Look, most people woke up Thursday probably expecting another tech-led rally. Maybe Nvidia does something, maybe the AI trade keeps running, whatever. Normal stuff.
That’s not what happened.
Instead the boring stocks — and I mean that in the nicest way possible — completely took over. Banks. Hospital companies. The place where you buy your cereal. Those guys had a genuinely great day while the chip stocks and AI names mostly just… sat there.
The Dow Jumped 874 Points. That’s a Record.
Dow Jones closed at 51,561.93 on Thursday. Up 874 points, which works out to about 1.7% in a single session. Fresh all-time high.
S&P 500 was up too but only barely — 0.4%. Nasdaq actually went negative, dropped 0.1%. So this wasn’t one of those tides-lifting-all-boats situations. It was really specific. Certain stocks flew, certain stocks didn’t, and the line between them was pretty clear.
UnitedHealth Was Up 5%. JPMorgan Up 3%. Yes Really.
Not Nvidia. Not AMD. Not any company with “AI” somewhere in its press releases.
UnitedHealth Group — a health insurance company — led the entire Dow with a gain of more than 5%. JPMorgan Chase, a bank, added 3%. Walmart tacked on close to 1%.
These are not exciting companies to talk about. Nobody’s posting about UnitedHealth on Reddit. But they moved, and they moved hard, and the reason they moved connects directly to what happened with Broadcom.
Broadcom Missed and the Whole Chip Sector Felt It
Broadcom put out earnings. Revenue missed what analysts were expecting. Stock fell more than 12% which is a brutal single-day drop for a company that size.
And when something like that happens, traders who own other chip stocks get edgy. They’re not waiting around to find out if the next earnings report is also disappointing. They sell, lock in their gains, and move the money somewhere that feels safer right now. Value stocks, basically.

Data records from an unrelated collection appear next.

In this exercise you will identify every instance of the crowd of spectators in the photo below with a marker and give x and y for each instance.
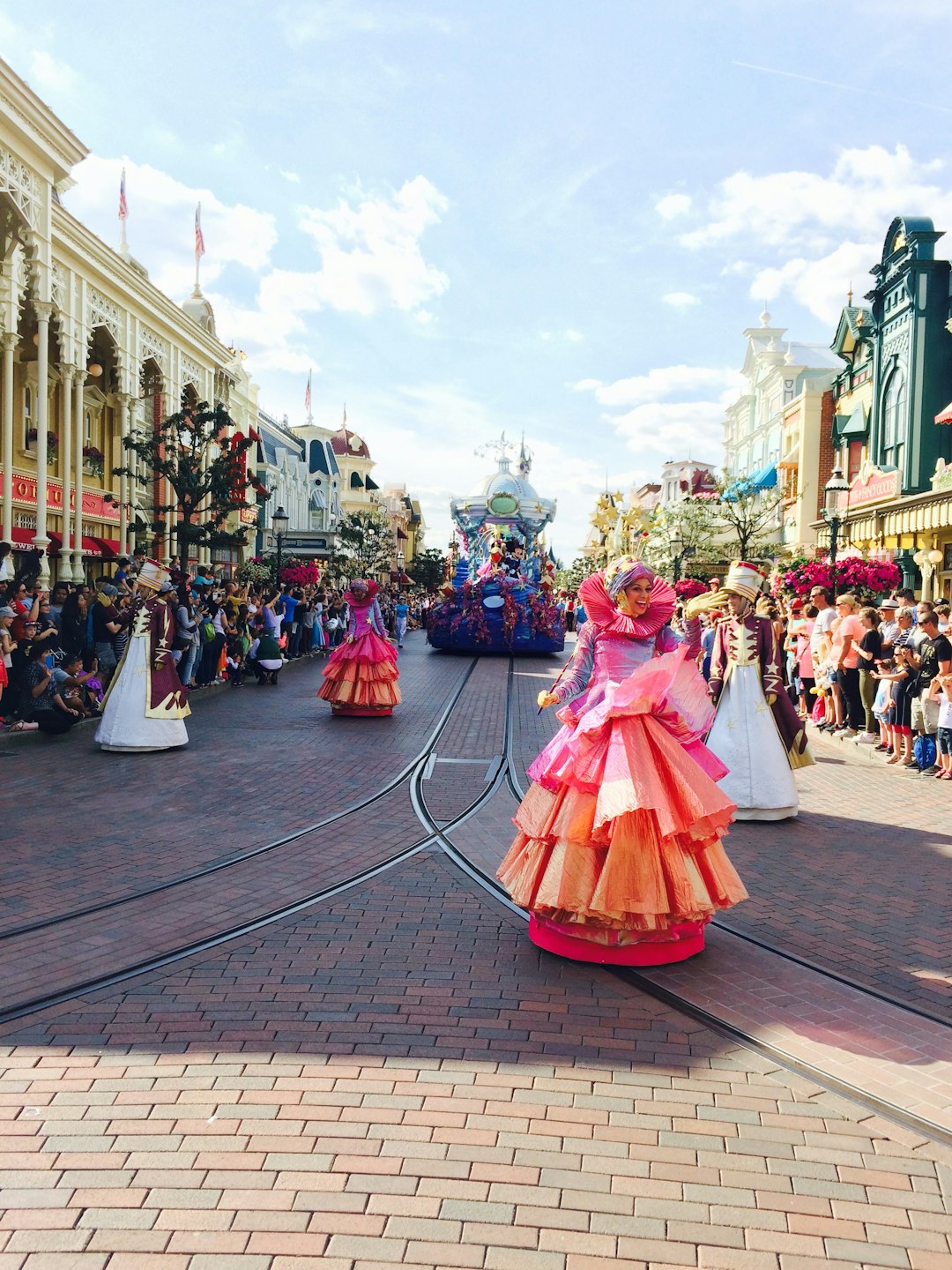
(60, 646)
(876, 675)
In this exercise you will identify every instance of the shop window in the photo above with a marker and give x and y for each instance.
(854, 459)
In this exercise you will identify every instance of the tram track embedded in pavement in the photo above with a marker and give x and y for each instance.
(230, 862)
(721, 925)
(439, 836)
(508, 775)
(412, 773)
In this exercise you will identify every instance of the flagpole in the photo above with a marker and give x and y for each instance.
(123, 216)
(198, 230)
(199, 245)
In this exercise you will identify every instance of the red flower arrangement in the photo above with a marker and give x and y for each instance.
(544, 615)
(301, 576)
(510, 614)
(867, 578)
(689, 587)
(471, 612)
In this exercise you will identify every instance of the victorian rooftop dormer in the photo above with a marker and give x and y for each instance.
(911, 360)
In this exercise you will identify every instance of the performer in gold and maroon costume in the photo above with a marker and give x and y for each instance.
(755, 733)
(146, 705)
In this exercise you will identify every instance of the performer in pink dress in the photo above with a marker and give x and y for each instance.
(361, 675)
(619, 855)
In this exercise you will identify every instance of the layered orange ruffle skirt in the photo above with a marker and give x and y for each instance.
(620, 833)
(362, 676)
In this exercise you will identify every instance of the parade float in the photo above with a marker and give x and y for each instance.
(499, 594)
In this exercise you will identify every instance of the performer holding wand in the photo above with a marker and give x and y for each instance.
(619, 855)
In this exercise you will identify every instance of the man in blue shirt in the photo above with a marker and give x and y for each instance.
(288, 625)
(401, 611)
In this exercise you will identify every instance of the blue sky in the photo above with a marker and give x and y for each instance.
(531, 216)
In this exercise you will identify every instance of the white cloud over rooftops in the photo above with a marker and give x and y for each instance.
(681, 300)
(664, 381)
(369, 250)
(672, 206)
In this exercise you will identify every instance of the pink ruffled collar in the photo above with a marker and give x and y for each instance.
(603, 611)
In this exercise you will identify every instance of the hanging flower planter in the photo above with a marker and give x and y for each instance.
(93, 460)
(52, 444)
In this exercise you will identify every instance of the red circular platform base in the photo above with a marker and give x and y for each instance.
(361, 714)
(688, 941)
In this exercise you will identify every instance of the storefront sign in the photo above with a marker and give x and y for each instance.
(873, 487)
(25, 492)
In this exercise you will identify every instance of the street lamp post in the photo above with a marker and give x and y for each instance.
(831, 512)
(279, 522)
(677, 557)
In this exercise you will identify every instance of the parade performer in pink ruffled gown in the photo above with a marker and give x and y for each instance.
(619, 855)
(361, 675)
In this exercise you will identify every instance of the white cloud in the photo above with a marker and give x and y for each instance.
(570, 335)
(819, 285)
(807, 213)
(810, 235)
(672, 412)
(660, 383)
(371, 254)
(672, 206)
(681, 300)
(273, 332)
(666, 429)
(48, 75)
(161, 213)
(335, 19)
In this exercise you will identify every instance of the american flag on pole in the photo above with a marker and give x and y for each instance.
(199, 236)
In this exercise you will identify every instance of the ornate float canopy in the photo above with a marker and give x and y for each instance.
(507, 497)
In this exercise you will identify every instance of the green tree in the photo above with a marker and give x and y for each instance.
(749, 519)
(206, 475)
(428, 568)
(573, 577)
(689, 526)
(366, 544)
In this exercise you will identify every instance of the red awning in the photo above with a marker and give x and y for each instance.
(23, 540)
(101, 549)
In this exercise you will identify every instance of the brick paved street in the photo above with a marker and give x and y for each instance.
(397, 1077)
(859, 883)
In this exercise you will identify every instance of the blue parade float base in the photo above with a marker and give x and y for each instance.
(442, 635)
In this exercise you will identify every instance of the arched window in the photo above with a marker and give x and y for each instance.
(26, 417)
(894, 412)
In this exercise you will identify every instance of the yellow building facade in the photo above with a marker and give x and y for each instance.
(89, 352)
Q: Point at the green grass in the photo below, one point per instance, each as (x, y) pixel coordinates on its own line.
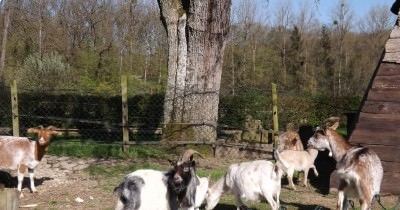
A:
(90, 148)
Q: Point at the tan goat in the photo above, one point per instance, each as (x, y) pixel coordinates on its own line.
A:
(359, 168)
(22, 153)
(289, 140)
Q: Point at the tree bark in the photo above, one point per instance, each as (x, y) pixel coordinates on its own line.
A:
(197, 32)
(4, 41)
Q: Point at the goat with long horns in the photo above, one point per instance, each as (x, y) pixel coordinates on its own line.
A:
(152, 189)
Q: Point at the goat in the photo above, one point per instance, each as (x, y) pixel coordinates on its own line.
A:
(150, 189)
(291, 160)
(253, 180)
(289, 140)
(21, 153)
(359, 168)
(201, 191)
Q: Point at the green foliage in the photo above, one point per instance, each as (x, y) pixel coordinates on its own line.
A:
(90, 148)
(44, 73)
(293, 108)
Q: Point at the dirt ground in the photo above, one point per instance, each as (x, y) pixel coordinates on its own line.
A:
(63, 184)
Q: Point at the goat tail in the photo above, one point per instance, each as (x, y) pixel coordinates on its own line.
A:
(128, 192)
(280, 163)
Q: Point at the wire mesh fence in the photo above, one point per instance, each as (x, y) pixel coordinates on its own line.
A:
(90, 115)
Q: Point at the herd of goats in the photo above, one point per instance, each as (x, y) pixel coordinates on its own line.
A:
(359, 171)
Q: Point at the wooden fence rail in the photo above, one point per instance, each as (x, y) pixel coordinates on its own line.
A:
(124, 125)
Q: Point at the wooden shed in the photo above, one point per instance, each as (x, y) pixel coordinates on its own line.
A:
(377, 124)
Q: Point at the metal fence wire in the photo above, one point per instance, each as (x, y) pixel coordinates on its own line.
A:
(90, 115)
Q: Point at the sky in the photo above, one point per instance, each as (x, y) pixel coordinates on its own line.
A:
(324, 7)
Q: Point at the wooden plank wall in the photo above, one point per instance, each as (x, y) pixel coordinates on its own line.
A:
(378, 125)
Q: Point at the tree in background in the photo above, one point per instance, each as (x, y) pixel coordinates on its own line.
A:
(325, 63)
(197, 32)
(296, 60)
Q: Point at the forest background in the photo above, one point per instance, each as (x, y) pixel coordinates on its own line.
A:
(84, 46)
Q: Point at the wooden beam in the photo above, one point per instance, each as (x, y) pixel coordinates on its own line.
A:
(388, 69)
(275, 114)
(124, 97)
(381, 107)
(386, 82)
(14, 105)
(391, 95)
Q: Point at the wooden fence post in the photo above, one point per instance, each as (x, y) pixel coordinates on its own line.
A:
(8, 199)
(124, 95)
(275, 114)
(14, 107)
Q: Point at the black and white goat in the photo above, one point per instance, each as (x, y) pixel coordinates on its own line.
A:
(157, 190)
(359, 168)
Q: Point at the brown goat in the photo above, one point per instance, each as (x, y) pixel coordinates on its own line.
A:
(359, 168)
(21, 153)
(289, 140)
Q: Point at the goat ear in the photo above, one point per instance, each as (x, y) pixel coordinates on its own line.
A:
(171, 162)
(32, 130)
(294, 141)
(334, 126)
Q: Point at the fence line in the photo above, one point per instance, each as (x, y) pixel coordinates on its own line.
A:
(132, 117)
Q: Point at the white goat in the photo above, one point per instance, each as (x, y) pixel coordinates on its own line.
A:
(291, 160)
(253, 180)
(290, 140)
(21, 153)
(201, 191)
(157, 190)
(359, 169)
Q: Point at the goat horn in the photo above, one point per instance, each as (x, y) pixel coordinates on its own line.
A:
(188, 155)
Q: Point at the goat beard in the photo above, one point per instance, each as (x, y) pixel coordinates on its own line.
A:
(178, 188)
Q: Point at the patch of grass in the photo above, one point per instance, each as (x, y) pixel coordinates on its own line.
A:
(89, 148)
(120, 170)
(214, 174)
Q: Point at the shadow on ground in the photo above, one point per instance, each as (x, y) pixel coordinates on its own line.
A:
(9, 181)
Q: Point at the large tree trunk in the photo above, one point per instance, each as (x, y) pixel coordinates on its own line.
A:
(197, 31)
(4, 40)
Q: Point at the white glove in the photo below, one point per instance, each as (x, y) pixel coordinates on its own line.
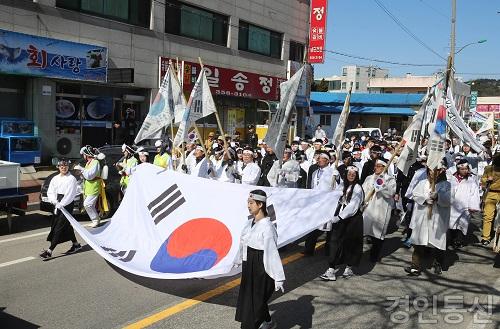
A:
(278, 285)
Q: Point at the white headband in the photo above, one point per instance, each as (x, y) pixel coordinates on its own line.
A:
(257, 197)
(353, 168)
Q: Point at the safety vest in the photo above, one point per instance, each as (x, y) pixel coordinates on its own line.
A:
(161, 160)
(128, 164)
(92, 187)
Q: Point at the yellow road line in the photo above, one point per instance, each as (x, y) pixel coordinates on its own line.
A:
(168, 312)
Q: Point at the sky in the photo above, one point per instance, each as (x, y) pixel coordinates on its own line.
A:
(362, 28)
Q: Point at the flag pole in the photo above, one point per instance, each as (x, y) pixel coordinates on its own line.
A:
(219, 124)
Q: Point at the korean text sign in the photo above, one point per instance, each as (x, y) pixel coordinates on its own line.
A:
(317, 31)
(229, 82)
(25, 54)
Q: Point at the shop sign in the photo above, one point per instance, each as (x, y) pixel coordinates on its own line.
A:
(228, 82)
(317, 31)
(25, 54)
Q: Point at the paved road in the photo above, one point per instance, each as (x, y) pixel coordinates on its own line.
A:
(84, 291)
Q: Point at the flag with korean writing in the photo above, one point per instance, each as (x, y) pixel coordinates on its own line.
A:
(278, 129)
(437, 129)
(200, 104)
(167, 102)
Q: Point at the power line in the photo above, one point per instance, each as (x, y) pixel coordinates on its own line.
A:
(404, 28)
(380, 60)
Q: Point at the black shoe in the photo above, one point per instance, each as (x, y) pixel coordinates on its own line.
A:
(74, 248)
(45, 255)
(412, 271)
(437, 269)
(485, 242)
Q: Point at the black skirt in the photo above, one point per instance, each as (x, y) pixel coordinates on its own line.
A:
(346, 244)
(61, 230)
(256, 289)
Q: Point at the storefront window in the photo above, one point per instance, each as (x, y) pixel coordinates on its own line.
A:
(196, 23)
(259, 40)
(135, 12)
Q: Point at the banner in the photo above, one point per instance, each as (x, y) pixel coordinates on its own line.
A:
(458, 126)
(168, 101)
(168, 227)
(228, 82)
(317, 31)
(437, 128)
(411, 138)
(25, 54)
(276, 136)
(338, 134)
(200, 104)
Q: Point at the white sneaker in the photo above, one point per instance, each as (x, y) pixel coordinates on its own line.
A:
(329, 275)
(347, 273)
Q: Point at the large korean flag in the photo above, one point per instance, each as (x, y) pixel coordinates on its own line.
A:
(168, 226)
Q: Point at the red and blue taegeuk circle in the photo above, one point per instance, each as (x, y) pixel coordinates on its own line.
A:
(197, 245)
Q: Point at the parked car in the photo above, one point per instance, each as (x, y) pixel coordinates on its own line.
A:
(367, 132)
(113, 155)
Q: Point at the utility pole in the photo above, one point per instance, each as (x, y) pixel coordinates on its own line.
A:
(451, 57)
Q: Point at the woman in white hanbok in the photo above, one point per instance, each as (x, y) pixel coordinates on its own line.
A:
(464, 200)
(429, 232)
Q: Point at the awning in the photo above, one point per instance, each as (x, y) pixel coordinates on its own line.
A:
(366, 110)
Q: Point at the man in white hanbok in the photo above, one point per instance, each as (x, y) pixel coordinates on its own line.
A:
(287, 175)
(464, 200)
(429, 232)
(379, 204)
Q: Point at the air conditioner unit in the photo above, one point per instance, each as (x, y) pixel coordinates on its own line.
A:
(133, 98)
(68, 145)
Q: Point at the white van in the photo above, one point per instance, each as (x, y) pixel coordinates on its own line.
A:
(368, 132)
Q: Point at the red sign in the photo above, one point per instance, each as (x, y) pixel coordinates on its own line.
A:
(228, 82)
(317, 31)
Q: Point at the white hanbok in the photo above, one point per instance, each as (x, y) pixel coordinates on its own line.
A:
(464, 196)
(262, 236)
(250, 174)
(431, 231)
(377, 214)
(287, 176)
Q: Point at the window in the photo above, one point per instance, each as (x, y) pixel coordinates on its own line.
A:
(196, 23)
(259, 40)
(296, 51)
(135, 12)
(325, 120)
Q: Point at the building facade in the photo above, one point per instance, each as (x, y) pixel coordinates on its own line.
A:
(246, 43)
(357, 76)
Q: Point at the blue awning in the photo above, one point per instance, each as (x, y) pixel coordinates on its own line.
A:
(365, 110)
(367, 99)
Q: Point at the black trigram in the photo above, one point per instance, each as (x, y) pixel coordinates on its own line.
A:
(166, 203)
(124, 256)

That’s what rotation means when you strip away the finance jargon. Money didn’t leave the market. It just moved neighbourhoods.
Friday’s Jobs Number Is What Everyone’s Actually Nervous About
Thursday’s rally was real but by the time overnight futures opened, things got cautious again. S&P 500 futures slid a bit. The vibe shifted.
Because Friday is jobs report day.
Economists think May added around 80,000 jobs. April had 115,000 so that’s a meaningful drop if the estimate holds. Unemployment rate probably stays at 4.3%.
Now here’s the thing with jobs data — the market doesn’t just want good numbers. It wants the right kind of numbers. Too many jobs and the Fed has no reason to cut rates. Too few and people start worrying the economy is actually wobbling. There’s a narrow band where everyone stays calm and right now nobody knows if Friday’s number lands in it.
Ten Straight Positive Weeks. Last Time This Happened Was 1985.
S&P 500 is up slightly for the week. If it closes positive Friday that’s ten weeks in a row of gains.
Ten. Consecutive. Weeks.
The last time that happened was 1985. Literal decades ago. Reagan was president. You had to physically call a broker to buy a stock. The internet didn’t exist yet.
That’s the kind of streak context that makes you stop and think for a second. Through all the tariff drama and Fed uncertainty and AI hype and everything else this year — the market has quietly kept going up week after week.
Could end Friday. Jobs data has a way of surprising people. But right now that streak is real and it means something about how resilient this market actually is underneath all the noise.
Bottom Line
Tech had a genuinely rough Thursday and the market still hit a record. That’s the story. Value stocks picked up the slack, the Dow went to places it’s never been, and now everyone holds their breath for a jobs number that could either confirm things are fine or suddenly make them not fine.
Markets are weird. Thursday was a good example of that.